出典画像: Google 検索セントラル「サイト・ホームページ移行について」の参照箇所(2026年7月12日取得)
https://developers.google.com/search/docs/crawling-indexing/site-move-with-url-changes?hl=ja
制作方法3種類の違い
自作・ノーコード
小規模で機能が単純、社内に時間と担当者がいる場合は、自作ツールで初期費用を抑えられます。

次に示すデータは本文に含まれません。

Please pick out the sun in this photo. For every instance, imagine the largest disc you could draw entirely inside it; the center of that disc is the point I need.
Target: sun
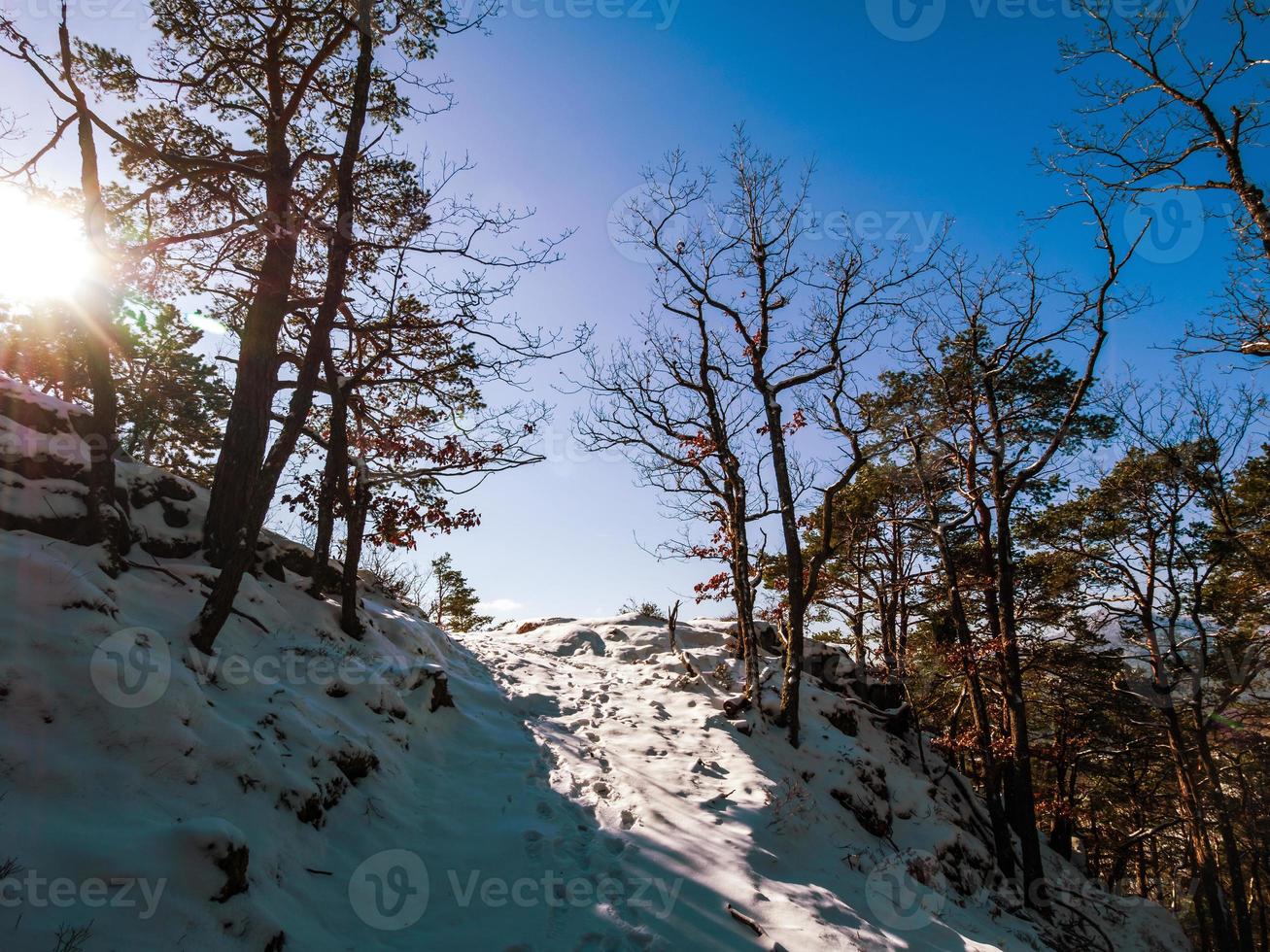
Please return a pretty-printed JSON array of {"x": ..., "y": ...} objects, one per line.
[{"x": 44, "y": 252}]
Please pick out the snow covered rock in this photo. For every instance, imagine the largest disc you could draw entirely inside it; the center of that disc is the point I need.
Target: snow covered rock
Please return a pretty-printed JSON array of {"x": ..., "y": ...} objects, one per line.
[{"x": 554, "y": 785}]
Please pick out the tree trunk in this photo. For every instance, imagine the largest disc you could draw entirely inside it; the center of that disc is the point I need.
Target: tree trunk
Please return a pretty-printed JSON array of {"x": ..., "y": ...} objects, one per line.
[
  {"x": 1024, "y": 805},
  {"x": 356, "y": 522},
  {"x": 95, "y": 306},
  {"x": 334, "y": 480},
  {"x": 220, "y": 603},
  {"x": 790, "y": 688}
]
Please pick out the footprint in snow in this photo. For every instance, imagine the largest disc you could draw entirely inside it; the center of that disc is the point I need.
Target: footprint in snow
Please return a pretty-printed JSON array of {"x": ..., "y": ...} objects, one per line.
[{"x": 533, "y": 844}]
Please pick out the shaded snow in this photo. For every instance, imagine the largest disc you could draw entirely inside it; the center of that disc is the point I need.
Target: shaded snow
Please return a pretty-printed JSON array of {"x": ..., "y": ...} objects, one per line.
[{"x": 305, "y": 791}]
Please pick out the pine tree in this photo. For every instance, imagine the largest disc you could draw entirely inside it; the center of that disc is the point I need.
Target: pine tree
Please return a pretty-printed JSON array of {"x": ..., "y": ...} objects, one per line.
[
  {"x": 172, "y": 402},
  {"x": 455, "y": 603}
]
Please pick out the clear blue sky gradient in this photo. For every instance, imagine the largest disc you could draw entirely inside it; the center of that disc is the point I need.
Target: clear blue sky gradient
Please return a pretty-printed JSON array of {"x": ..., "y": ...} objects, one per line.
[{"x": 564, "y": 102}]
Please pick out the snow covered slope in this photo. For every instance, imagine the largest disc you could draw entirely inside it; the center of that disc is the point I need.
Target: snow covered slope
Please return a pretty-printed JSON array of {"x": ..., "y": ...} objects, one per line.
[{"x": 551, "y": 785}]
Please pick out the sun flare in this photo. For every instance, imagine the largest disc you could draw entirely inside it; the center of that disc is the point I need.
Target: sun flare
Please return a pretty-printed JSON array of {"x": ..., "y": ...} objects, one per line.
[{"x": 44, "y": 252}]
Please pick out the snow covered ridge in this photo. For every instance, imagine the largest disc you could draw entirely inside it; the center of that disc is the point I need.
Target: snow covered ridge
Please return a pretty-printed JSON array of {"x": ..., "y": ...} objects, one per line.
[{"x": 554, "y": 785}]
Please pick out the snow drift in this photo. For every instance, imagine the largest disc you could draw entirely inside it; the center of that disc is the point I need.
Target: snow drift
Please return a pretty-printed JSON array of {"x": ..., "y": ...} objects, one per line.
[{"x": 551, "y": 785}]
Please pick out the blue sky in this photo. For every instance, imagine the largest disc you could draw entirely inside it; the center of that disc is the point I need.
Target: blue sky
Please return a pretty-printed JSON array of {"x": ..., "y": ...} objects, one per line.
[
  {"x": 562, "y": 112},
  {"x": 914, "y": 113}
]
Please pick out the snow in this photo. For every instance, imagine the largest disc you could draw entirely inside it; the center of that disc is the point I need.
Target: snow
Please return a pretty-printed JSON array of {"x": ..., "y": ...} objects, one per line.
[{"x": 582, "y": 793}]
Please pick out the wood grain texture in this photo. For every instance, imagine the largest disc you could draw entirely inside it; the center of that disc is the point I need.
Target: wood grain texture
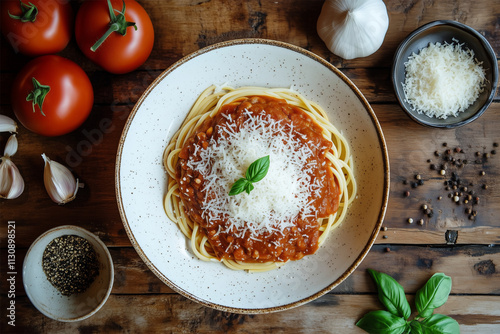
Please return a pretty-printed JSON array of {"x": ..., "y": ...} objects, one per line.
[
  {"x": 466, "y": 249},
  {"x": 174, "y": 314}
]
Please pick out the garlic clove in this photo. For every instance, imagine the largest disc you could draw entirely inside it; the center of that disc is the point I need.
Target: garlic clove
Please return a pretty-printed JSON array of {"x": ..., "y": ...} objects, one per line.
[
  {"x": 11, "y": 146},
  {"x": 11, "y": 181},
  {"x": 7, "y": 124},
  {"x": 353, "y": 28},
  {"x": 59, "y": 181}
]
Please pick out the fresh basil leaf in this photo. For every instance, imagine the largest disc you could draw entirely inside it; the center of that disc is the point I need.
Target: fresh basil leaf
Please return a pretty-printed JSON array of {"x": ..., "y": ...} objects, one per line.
[
  {"x": 440, "y": 324},
  {"x": 382, "y": 322},
  {"x": 416, "y": 327},
  {"x": 391, "y": 294},
  {"x": 433, "y": 294},
  {"x": 258, "y": 169},
  {"x": 238, "y": 187},
  {"x": 249, "y": 187}
]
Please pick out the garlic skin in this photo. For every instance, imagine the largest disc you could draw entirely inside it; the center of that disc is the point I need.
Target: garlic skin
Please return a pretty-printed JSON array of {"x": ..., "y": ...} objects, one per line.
[
  {"x": 7, "y": 124},
  {"x": 11, "y": 181},
  {"x": 353, "y": 28},
  {"x": 59, "y": 182}
]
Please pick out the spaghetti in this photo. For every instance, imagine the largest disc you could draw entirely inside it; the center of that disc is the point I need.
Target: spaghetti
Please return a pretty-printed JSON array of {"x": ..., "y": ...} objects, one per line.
[{"x": 290, "y": 213}]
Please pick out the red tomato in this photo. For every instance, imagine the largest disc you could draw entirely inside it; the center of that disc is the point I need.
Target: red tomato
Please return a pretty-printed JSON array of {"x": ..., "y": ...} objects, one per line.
[
  {"x": 118, "y": 53},
  {"x": 66, "y": 105},
  {"x": 49, "y": 31}
]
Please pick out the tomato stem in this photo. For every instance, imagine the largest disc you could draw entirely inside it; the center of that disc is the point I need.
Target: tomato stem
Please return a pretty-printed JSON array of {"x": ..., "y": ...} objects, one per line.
[
  {"x": 28, "y": 12},
  {"x": 38, "y": 94},
  {"x": 117, "y": 24}
]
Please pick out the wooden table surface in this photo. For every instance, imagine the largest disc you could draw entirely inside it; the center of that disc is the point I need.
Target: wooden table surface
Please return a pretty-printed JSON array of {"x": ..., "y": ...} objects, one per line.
[{"x": 449, "y": 242}]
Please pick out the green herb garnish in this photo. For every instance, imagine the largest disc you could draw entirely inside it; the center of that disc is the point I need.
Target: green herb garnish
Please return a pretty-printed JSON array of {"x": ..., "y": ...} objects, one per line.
[
  {"x": 255, "y": 172},
  {"x": 396, "y": 318}
]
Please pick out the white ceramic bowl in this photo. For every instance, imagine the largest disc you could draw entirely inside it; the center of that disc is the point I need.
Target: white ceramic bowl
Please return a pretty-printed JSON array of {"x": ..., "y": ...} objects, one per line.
[
  {"x": 45, "y": 296},
  {"x": 141, "y": 180}
]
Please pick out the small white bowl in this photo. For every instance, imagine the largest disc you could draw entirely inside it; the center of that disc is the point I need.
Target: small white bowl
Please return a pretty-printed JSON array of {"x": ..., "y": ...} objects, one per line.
[{"x": 47, "y": 299}]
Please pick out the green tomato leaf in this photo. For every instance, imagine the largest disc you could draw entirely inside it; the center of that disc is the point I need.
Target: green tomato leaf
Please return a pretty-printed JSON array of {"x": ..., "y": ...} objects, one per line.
[
  {"x": 382, "y": 322},
  {"x": 391, "y": 294},
  {"x": 440, "y": 324},
  {"x": 239, "y": 187},
  {"x": 258, "y": 169},
  {"x": 433, "y": 294}
]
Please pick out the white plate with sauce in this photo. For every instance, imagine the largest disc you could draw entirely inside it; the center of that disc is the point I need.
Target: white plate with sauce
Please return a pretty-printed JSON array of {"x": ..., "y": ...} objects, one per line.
[{"x": 141, "y": 180}]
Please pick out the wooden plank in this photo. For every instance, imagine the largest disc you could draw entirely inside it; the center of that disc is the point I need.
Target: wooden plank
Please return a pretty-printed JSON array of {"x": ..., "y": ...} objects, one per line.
[
  {"x": 182, "y": 27},
  {"x": 175, "y": 314},
  {"x": 96, "y": 142},
  {"x": 374, "y": 83},
  {"x": 407, "y": 161},
  {"x": 472, "y": 269}
]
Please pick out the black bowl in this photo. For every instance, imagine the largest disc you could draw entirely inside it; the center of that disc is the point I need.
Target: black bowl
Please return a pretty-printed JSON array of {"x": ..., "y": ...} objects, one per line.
[{"x": 446, "y": 31}]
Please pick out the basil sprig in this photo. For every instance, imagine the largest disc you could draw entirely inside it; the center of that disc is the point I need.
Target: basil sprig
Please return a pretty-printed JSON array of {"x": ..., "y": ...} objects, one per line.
[
  {"x": 255, "y": 172},
  {"x": 396, "y": 318}
]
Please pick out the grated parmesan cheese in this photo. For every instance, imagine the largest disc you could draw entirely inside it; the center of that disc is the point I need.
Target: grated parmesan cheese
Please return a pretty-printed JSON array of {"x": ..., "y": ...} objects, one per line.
[
  {"x": 277, "y": 199},
  {"x": 443, "y": 80}
]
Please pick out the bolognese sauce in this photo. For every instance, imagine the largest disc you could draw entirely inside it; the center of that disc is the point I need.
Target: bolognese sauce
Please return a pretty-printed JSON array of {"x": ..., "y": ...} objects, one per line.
[{"x": 297, "y": 239}]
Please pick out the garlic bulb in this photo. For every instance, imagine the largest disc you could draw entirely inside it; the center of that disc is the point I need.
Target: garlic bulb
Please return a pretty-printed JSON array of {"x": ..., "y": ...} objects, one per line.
[
  {"x": 353, "y": 28},
  {"x": 59, "y": 182},
  {"x": 11, "y": 181},
  {"x": 7, "y": 124}
]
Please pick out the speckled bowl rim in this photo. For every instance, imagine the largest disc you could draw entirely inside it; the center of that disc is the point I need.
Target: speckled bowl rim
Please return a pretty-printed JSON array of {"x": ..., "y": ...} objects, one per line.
[
  {"x": 385, "y": 197},
  {"x": 487, "y": 47},
  {"x": 89, "y": 235}
]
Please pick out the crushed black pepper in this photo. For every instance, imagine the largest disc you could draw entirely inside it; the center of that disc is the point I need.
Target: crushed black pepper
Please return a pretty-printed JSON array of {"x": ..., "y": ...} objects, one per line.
[{"x": 70, "y": 264}]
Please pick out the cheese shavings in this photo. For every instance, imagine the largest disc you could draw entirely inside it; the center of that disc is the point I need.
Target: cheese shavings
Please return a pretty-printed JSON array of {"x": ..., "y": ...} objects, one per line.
[
  {"x": 443, "y": 80},
  {"x": 279, "y": 198}
]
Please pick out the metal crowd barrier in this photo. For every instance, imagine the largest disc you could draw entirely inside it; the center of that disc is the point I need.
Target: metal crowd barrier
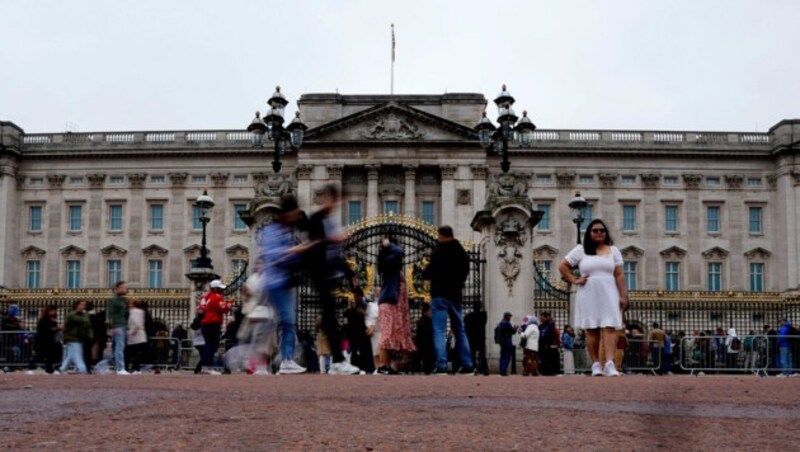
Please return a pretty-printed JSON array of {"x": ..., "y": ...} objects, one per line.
[
  {"x": 721, "y": 354},
  {"x": 639, "y": 356}
]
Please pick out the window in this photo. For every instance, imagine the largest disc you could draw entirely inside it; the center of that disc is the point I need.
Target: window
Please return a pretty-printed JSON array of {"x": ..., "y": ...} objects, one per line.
[
  {"x": 157, "y": 217},
  {"x": 755, "y": 220},
  {"x": 428, "y": 212},
  {"x": 672, "y": 276},
  {"x": 35, "y": 223},
  {"x": 115, "y": 217},
  {"x": 238, "y": 266},
  {"x": 544, "y": 223},
  {"x": 353, "y": 212},
  {"x": 238, "y": 223},
  {"x": 712, "y": 219},
  {"x": 629, "y": 217},
  {"x": 714, "y": 276},
  {"x": 197, "y": 212},
  {"x": 757, "y": 277},
  {"x": 588, "y": 215},
  {"x": 391, "y": 208},
  {"x": 155, "y": 273},
  {"x": 75, "y": 220},
  {"x": 114, "y": 270},
  {"x": 34, "y": 274},
  {"x": 631, "y": 277},
  {"x": 671, "y": 218},
  {"x": 73, "y": 274}
]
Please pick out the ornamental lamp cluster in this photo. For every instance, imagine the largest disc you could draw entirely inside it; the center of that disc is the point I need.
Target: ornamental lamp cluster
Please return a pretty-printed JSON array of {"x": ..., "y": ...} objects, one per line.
[
  {"x": 285, "y": 139},
  {"x": 510, "y": 130}
]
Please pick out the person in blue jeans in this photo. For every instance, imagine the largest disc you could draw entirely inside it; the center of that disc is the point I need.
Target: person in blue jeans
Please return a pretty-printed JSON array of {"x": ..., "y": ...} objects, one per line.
[
  {"x": 447, "y": 271},
  {"x": 503, "y": 334}
]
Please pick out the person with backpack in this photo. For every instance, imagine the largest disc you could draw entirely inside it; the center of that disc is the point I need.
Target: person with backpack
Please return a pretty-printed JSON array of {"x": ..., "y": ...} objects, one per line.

ただし、テンプレート設定、原稿、画像、ドメイン、フォーム、計測、更新は自社作業です。ツールの月額、機能制限、移行時にデータを書き出せるかも総費用へ含めます。
テンプレートを使った制作依頼
既存のデザインやCMSテーマを基に、色、写真、文章、ページを調整します。短納期に向きますが、テンプレート料金に含まれるページ、変更可能範囲、プラグイン、更新、他環境への移行を確認します。「テンプレート利用」と「内容まで他社と同じ」は別です。
オリジナル設計・開発
事業や顧客行動に合わせて構成・画面・機能を設計します。要件定義、デザイン、開発、テストが増えるため費用と期間は大きくなります。将来の機能追加、社内システム連携、多数のページや権限が必要な場合に検討します。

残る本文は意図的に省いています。